As shown in Fig. 5, if combined with the classical projector, NLPC algorithm requires a higher number of restarts and thus a higher elapsed time than those required when the proposed operator is used. Specifically, the ratio between the number of restarts required by the projector P and the one required by the operator \(\mathcal {P}\), averaged over all the 10 considered experiments and all the sampled initial points, is around 4.87.

The bad performances of the projector P are caused by the fact that at any given iteration k all the negative components of the novel proposed point \(\textbf{x}_{k+1}\) are set equal to zero. As a consequence, the percentage of proteins estimated as having a null concentration increases sharply and this results in a high condition number of the corresponding Jacobian matrix \({{\textbf {J}}}_{{{\textbf {f}}}}\) defined as in (25). In turn, the ill-conditioning of \({{\textbf {J}}}_{{{\textbf {f}}}}\) compromises the stability of Newton’s method, and thus, NLPC algorithm tends to spend most of the allowed iterations by performing gradient descent steps. As shown in Table 1, the use of the operator \(\mathcal {P}\) helps preventing this issue.
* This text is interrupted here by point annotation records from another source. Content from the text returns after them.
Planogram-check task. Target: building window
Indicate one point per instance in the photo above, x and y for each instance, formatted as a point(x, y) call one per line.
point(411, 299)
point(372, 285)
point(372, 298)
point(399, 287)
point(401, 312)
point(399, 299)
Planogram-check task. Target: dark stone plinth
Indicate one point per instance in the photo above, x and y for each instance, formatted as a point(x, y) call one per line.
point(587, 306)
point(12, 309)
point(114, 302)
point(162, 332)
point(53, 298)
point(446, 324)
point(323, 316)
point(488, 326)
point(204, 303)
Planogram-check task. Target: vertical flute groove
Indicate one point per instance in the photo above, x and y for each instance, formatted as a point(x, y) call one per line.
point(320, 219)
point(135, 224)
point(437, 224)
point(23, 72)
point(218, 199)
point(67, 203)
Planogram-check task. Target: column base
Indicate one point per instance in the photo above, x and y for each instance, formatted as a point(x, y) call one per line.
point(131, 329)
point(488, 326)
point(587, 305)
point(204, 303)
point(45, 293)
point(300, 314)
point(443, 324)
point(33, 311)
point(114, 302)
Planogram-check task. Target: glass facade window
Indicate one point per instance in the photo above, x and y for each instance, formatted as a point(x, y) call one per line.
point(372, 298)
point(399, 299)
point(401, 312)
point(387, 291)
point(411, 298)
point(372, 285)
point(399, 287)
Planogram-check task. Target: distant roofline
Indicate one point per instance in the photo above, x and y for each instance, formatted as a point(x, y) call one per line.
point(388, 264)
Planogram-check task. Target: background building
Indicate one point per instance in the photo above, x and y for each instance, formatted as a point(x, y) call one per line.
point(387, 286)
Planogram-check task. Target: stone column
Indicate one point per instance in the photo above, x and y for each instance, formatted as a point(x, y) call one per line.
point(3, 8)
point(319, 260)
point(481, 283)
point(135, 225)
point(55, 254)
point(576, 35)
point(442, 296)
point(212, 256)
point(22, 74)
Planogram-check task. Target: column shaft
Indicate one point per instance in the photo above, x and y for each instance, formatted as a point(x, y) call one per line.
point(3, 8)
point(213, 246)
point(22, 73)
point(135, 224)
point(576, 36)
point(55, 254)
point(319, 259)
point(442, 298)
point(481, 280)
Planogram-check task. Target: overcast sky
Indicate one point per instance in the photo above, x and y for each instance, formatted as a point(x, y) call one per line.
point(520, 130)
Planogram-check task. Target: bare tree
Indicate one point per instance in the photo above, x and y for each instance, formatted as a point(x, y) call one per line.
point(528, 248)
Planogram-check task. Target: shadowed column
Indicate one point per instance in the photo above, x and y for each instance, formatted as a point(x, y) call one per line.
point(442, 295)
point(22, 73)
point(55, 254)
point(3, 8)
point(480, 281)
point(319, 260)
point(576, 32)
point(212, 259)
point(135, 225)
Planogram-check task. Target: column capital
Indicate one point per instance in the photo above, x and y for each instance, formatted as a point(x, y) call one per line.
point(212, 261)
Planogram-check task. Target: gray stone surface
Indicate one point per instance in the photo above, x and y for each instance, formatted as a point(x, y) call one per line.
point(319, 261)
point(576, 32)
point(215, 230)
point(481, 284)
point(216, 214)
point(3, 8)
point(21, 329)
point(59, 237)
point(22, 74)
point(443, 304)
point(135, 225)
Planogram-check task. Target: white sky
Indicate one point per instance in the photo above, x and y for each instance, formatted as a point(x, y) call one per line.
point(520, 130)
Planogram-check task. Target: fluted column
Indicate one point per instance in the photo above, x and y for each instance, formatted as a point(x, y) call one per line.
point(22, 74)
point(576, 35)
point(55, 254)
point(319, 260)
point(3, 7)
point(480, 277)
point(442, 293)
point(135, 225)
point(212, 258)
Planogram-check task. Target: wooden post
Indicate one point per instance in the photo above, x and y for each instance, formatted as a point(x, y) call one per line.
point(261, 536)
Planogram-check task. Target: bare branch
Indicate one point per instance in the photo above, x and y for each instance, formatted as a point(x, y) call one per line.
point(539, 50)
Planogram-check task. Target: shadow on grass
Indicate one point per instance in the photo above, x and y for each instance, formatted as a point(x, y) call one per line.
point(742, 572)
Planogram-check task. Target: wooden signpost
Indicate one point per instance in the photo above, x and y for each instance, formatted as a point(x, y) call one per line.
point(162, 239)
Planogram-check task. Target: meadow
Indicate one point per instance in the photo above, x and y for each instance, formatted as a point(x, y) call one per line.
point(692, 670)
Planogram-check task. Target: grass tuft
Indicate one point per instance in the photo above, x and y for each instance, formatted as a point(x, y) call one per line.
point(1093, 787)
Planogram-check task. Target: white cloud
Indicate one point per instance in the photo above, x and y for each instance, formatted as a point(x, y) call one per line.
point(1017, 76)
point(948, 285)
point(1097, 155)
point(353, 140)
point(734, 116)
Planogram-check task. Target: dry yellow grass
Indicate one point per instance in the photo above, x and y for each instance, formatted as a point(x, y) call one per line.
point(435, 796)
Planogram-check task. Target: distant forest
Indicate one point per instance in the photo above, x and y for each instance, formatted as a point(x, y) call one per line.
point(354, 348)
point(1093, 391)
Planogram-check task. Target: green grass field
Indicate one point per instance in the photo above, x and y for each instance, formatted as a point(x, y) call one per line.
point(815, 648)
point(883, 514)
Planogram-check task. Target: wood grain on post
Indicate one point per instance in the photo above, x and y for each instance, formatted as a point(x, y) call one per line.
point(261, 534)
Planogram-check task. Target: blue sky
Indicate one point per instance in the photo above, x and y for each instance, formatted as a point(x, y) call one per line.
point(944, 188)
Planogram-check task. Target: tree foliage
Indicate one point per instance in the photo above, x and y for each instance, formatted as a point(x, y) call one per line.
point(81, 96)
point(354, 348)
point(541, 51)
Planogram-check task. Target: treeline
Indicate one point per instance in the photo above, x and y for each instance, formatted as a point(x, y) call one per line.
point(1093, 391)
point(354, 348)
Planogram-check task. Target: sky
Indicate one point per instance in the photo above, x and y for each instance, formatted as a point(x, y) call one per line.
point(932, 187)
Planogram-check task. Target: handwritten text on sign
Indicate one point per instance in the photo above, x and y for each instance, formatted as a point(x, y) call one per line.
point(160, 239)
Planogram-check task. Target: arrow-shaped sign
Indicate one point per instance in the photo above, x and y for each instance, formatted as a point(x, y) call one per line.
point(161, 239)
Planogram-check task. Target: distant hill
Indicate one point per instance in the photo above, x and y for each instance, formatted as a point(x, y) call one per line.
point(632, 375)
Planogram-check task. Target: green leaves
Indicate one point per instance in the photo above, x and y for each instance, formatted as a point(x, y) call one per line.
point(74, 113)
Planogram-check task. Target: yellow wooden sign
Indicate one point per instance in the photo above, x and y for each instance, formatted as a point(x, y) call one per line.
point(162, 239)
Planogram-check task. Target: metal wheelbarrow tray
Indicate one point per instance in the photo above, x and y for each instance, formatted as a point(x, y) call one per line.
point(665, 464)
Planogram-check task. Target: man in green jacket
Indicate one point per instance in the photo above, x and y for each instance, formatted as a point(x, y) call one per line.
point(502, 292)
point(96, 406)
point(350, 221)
Table 1 Average and standard deviation over 50 initial points of the maximum number of null components (first row) and the maximum condition number of the Jacobian matrix \(\textbf{J}_{\textbf{f}}\) (second row) reached across the iterations performed by NLPC

6 Conclusions

In this paper an iterative algorithm for solving root-finding box-constrained problems is presented. It combines Newton’s and gradient descent methods and exploits the operator \(\mathcal {P}\) in Definition (2.1) for assuring the required constraints at each iteration (and preventing numerical instability issues that would occur if the projector P was applied). Together with a suitable backtracking rule we prove that the method converges to a stationary point of the objective function in Eq. (4). Despite outperforming the dynamic approach both in accuracy and speed, in CRNs’ framework the NLPC algorithm provides less information than simulating the whole concentration dynamics. However, in many contexts such as tuning kinetic parameters starting from experimental data or for topics described in [38, 39] the comprehension of the whole dynamic is not required, but only knowing equilibrium points of the system is of interest. The present work could be extended in different aspects. On the one hand, defining and implementing a stopping criterion in case the algorithm converged to stationary points which do not coincide with roots of \(\textbf{f}\) would be interesting. On the other hand, general properties of the NLPC algorithm should be investigated in extreme scenarios such those of problems where the solution is not unique or does not exist. In our case, this means that the function \(\textbf{f}\) has multiple nonnegative roots or does not have any. Some preliminary results shown in Online Resource 1 suggest that in the former case NLPC is able to find the different roots by changing the initial point, while in the latter case the stopping criterion \(||\textbf{f}(\textbf{x}_k)|| > \tau \) is not met and the algorithm may approach local minima of \(\varTheta \) possibly on the boundary of \(\varOmega \). In this respect, a different future development of this research could go in the direction of coupling the homotopy continuation methods with the proposed numerical tools. Finally, an interesting study would concern a thorough benchmarking with other state-of-the-art methods also in terms of scalability [7, 14, 16, 20, 30]. Some preliminary tests on the comparison with the interior point optimizer (IPOPT, [27, 41]) and the scaled gradient projection (SGP [4,5,6]) method are presented in Online Resource 1.